SI BEALE STREET POUVAIT PARLER – Le retour du réalisateur de Moonlight (Critique)

Titre : SI BEALE STREET POUVAIT PARLER

Année de Sortie : 2019

Genre : Drame

Nationalité : Américain

A voir ? NON

Après THE HATE U GIVE la semaine dernière, SI BEALE STREET POUVAIT PARLER nous offre un nouveau film parlant de la cause afro-américaine.

C’est Barry Jenkins qui adapte ce roman de James Baldwin publié en 1974. Le réalisateur de l’oscarisé MOONLIGHT (2017), confie qu’il s’agit de son auteur préféré.

Dans SI BEALE STREET POUVAIT PARLER, on retrouve Tish (KiKi Layne) qui va tout faire pour prouver que son petit-ami (Stephan James) est enfermé à tort.
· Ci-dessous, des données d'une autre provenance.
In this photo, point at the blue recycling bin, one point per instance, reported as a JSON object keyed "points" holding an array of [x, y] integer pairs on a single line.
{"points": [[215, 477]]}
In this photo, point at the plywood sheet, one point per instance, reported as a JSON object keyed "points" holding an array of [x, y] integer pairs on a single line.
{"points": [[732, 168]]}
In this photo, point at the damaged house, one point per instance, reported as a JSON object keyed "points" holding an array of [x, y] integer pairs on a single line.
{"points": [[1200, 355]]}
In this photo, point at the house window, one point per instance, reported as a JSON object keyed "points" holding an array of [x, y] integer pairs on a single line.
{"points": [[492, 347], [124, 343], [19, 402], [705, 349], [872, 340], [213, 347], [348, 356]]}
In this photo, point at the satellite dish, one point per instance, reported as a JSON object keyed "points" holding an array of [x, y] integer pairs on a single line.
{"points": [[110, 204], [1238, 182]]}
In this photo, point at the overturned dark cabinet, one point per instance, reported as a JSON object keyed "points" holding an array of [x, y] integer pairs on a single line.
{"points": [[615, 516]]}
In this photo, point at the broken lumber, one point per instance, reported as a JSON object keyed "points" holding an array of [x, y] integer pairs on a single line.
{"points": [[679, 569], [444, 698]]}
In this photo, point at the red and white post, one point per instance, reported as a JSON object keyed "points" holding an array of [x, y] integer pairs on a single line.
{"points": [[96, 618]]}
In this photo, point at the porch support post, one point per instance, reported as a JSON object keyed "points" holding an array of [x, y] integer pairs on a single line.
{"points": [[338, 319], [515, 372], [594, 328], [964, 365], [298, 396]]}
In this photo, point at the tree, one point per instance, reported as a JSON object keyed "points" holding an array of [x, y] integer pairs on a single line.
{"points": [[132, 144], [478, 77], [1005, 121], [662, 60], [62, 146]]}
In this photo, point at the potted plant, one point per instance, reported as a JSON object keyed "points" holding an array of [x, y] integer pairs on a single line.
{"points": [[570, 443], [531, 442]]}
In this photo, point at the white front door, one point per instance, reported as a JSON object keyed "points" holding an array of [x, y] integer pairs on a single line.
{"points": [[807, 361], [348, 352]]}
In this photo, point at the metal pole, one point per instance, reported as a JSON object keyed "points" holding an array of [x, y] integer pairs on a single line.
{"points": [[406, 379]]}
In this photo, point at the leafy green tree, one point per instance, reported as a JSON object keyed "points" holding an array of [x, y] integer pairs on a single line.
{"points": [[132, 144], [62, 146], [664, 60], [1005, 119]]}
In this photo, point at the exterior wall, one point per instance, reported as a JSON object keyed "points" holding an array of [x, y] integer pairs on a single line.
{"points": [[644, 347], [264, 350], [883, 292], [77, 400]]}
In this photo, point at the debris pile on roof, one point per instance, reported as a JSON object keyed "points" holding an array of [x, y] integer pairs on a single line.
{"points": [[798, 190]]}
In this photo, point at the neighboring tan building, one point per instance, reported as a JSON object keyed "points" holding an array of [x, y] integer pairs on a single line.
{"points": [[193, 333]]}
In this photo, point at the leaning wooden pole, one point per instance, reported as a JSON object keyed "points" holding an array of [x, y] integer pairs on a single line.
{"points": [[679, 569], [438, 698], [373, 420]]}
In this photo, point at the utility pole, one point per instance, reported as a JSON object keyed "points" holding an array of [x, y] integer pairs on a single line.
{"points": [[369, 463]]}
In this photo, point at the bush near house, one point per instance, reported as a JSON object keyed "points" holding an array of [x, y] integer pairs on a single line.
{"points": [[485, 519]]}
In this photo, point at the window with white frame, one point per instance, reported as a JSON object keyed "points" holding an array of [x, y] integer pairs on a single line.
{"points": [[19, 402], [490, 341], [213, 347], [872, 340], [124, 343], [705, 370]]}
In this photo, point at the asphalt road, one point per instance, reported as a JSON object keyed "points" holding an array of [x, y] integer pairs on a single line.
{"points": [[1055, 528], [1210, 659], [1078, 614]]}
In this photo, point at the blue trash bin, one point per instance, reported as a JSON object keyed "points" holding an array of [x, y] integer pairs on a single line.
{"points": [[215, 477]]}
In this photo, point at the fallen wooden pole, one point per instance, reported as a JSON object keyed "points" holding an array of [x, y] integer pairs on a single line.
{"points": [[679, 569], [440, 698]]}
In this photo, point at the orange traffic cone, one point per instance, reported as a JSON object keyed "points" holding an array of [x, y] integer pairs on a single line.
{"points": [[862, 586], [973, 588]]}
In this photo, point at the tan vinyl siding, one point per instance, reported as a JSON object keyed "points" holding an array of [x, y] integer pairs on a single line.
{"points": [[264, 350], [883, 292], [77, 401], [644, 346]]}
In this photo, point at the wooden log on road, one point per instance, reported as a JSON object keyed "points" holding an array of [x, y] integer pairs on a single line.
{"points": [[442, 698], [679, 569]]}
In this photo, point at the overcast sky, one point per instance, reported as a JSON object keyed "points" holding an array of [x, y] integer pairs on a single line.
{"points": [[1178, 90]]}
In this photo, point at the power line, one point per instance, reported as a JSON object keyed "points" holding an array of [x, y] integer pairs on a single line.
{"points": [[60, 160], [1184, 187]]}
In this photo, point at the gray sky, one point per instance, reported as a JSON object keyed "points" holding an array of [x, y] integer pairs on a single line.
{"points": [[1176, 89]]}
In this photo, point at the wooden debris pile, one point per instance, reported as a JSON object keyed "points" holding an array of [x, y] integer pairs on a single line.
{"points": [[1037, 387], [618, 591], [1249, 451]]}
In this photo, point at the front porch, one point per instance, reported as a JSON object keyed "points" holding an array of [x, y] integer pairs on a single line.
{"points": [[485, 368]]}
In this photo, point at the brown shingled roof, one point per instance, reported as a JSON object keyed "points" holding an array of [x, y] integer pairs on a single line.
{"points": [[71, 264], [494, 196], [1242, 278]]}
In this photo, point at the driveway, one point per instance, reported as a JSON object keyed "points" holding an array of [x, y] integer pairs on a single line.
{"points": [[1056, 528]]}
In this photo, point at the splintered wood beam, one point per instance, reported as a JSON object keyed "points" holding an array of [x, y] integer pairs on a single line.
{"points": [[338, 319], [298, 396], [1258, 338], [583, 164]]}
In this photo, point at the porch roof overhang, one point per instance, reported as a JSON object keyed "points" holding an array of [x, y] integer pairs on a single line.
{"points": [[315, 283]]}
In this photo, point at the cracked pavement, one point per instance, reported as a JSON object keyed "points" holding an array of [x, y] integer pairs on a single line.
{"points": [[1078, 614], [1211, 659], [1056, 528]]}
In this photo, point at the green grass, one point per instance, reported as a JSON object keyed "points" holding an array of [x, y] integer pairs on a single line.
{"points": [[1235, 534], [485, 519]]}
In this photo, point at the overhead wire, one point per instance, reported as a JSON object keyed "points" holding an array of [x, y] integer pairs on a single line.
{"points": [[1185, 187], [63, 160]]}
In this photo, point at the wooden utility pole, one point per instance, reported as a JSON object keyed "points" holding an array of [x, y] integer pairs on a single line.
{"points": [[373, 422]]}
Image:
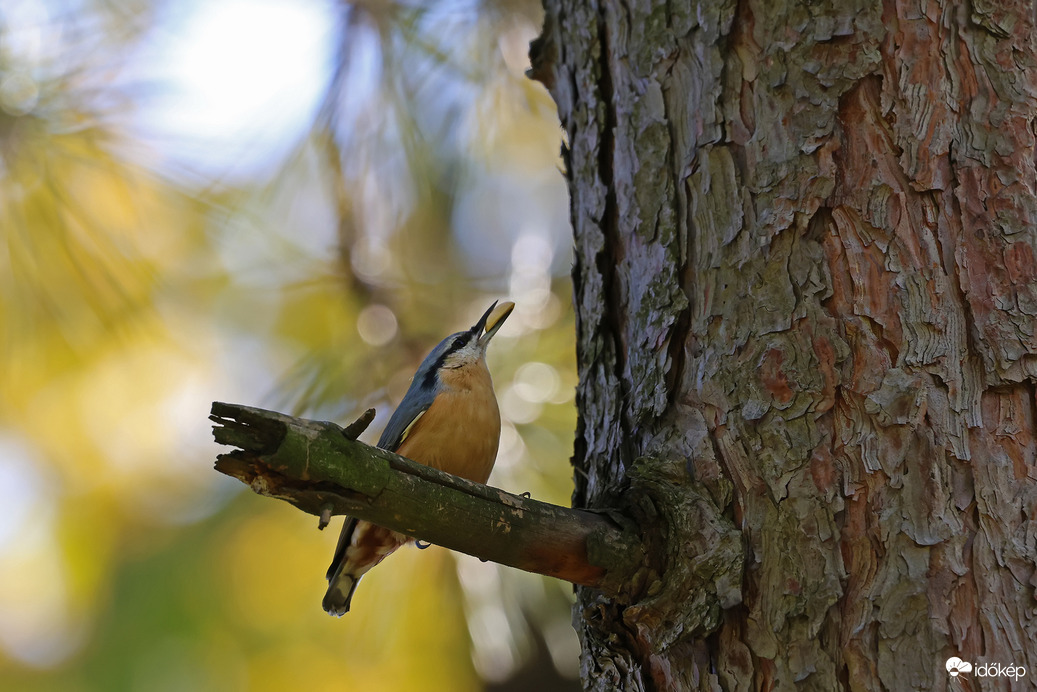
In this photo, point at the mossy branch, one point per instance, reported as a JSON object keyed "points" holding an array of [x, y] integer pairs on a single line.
{"points": [[321, 469]]}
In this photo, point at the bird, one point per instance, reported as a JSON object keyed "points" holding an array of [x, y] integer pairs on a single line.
{"points": [[448, 419]]}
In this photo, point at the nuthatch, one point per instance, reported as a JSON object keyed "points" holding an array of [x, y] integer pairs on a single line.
{"points": [[448, 420]]}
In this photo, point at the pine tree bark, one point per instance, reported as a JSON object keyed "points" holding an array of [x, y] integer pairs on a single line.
{"points": [[806, 291]]}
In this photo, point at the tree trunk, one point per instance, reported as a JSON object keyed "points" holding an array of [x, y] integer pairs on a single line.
{"points": [[806, 292]]}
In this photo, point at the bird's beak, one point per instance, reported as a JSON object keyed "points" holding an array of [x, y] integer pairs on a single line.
{"points": [[492, 321]]}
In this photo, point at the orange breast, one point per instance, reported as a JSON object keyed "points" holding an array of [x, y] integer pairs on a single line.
{"points": [[460, 431]]}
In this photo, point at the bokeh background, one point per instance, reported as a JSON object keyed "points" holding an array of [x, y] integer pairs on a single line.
{"points": [[284, 203]]}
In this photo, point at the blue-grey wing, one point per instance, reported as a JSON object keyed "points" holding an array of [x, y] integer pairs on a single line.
{"points": [[419, 396], [416, 403]]}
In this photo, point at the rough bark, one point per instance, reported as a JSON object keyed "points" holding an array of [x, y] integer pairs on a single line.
{"points": [[805, 272]]}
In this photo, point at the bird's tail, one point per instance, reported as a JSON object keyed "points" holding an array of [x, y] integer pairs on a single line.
{"points": [[339, 593], [340, 585]]}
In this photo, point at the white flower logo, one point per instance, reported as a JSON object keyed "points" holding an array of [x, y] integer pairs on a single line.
{"points": [[956, 666]]}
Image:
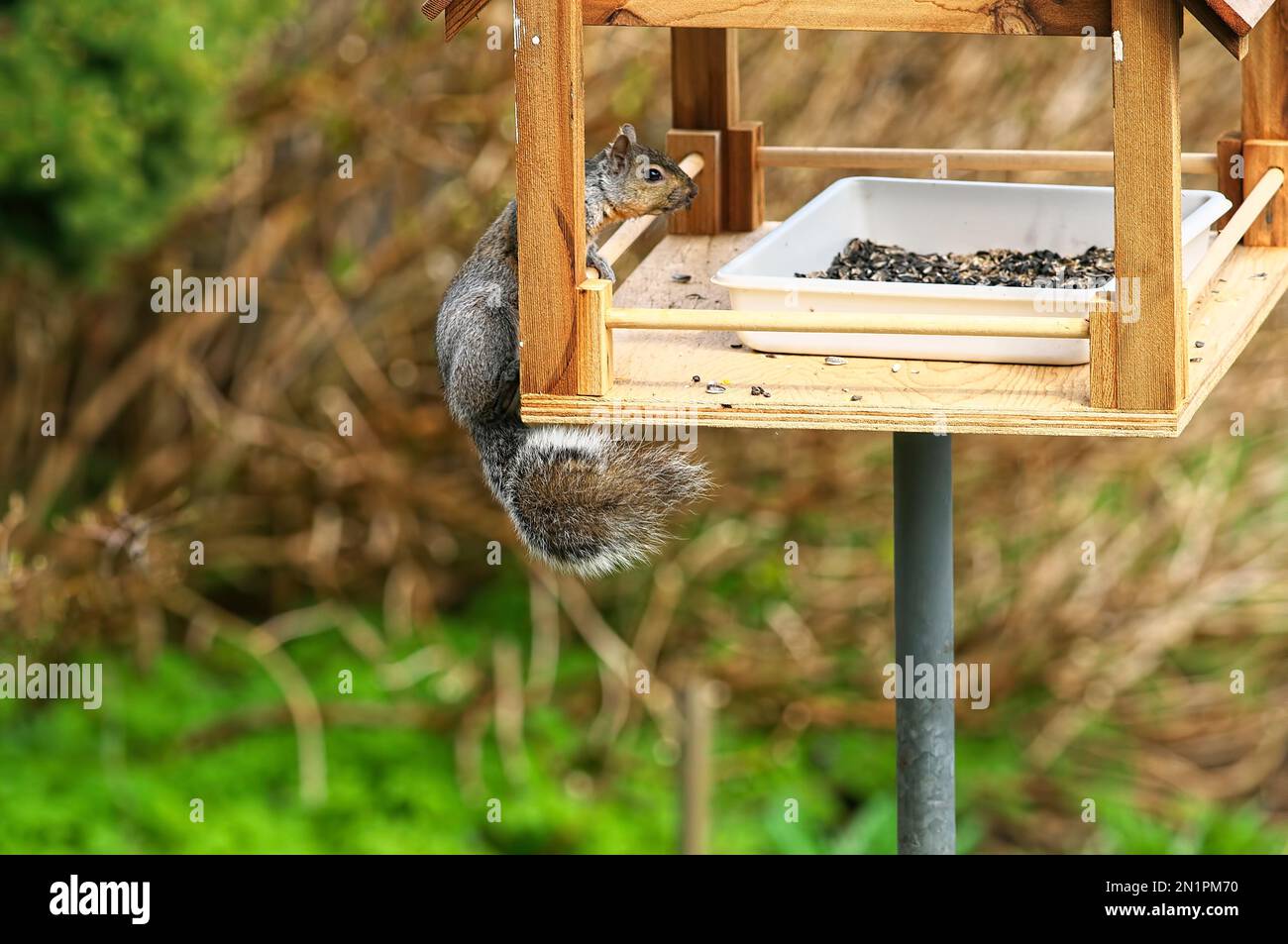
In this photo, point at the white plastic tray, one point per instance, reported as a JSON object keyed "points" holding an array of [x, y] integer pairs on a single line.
{"points": [[936, 217]]}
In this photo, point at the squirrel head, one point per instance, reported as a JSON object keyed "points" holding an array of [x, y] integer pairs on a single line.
{"points": [[638, 180]]}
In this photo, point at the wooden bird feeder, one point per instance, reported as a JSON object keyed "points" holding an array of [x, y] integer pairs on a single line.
{"points": [[589, 347]]}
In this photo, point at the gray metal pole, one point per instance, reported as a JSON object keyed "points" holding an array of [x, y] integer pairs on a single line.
{"points": [[923, 631]]}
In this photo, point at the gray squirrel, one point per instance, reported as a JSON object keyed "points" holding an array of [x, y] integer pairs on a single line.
{"points": [[579, 498]]}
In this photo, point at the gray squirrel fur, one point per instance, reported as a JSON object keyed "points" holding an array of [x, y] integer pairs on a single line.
{"points": [[579, 498]]}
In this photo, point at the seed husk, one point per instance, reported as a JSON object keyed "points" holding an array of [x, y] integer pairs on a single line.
{"points": [[866, 261]]}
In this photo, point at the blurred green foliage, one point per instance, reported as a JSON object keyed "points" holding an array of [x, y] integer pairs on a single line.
{"points": [[114, 121], [121, 778]]}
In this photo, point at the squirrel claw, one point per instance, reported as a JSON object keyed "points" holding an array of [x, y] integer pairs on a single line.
{"points": [[599, 264]]}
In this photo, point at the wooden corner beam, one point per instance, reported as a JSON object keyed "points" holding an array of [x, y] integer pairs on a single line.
{"points": [[552, 187], [1138, 346]]}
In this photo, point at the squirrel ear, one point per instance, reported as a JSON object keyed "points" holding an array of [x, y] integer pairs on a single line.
{"points": [[618, 153]]}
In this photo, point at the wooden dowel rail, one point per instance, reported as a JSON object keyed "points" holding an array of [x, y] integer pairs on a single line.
{"points": [[1228, 239], [850, 322], [958, 158], [614, 248]]}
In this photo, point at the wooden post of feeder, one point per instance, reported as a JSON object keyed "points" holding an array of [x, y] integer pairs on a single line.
{"points": [[1138, 347], [704, 97], [552, 187], [1265, 121]]}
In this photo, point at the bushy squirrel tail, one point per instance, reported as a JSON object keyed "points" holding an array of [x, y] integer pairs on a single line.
{"points": [[584, 501]]}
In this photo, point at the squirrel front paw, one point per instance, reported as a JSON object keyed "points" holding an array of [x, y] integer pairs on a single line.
{"points": [[599, 264]]}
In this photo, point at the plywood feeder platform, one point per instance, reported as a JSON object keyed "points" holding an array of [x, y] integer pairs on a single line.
{"points": [[590, 347]]}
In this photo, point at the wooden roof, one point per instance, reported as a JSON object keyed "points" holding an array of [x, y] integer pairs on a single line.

Malgré une thématique importante, j’ai trouvé ce film vraiment ennuyant. En fait sa construction ne m’a pas du tout plu. On aura une utilisation des flashbacks excessive. Ceux-ci ont pour but de nous expliquer en détail l’histoire des deux tourtereaux avant cette fameuse arrestation. Le problème est le décalage de rythme entre le « présent » et le « passé ». D’un côté nous aurons un récit direct assez vivant et ouvert sur la société. De l’autre, des explications narratives sur les faits antérieurs qui seront très lent, et centrés sur le couple. Cela casse totalement l’histoire à chaque transition. Ce qui est le plus surprenant, est que la manière dont tout est expliqué hors flashback, est tout à fait claire. Ces derniers paraissent donc un peu inutiles et surchargent l’histoire. Il y en aurait eu moins, on aurait pu garder l’intensité du récit tout en s’attachant aux personnages. Outre la réalisation, qui vous l’aurez compris m’a fait rejeter le film, le fond est très intéressant. On nous plonge dans les années 70 d’une Amérique marquée par le racisme. Les deux personnages vont tenter tant bien que mal, de surmonter les épreuves de ce système, pour vivre leur amour. Pas évident quand votre couleur de peau peu vous faire condamner d’office. Les acteurs sont d’ailleurs excellents. Que ce soit la jeune KiKi Layne mais aussi l’un peu plus expérimenté Stephan James. Le Canadien avait déjà dénoncé la condition des Afro-américain dans le très bon LA COULEUR DE LA VICTOIRE et ACROSS THE LINE. Et comment ne pas mettre en avant le talent de Regina King qui a remporté le Golden Globes de la meilleure actrice dans un second rôle.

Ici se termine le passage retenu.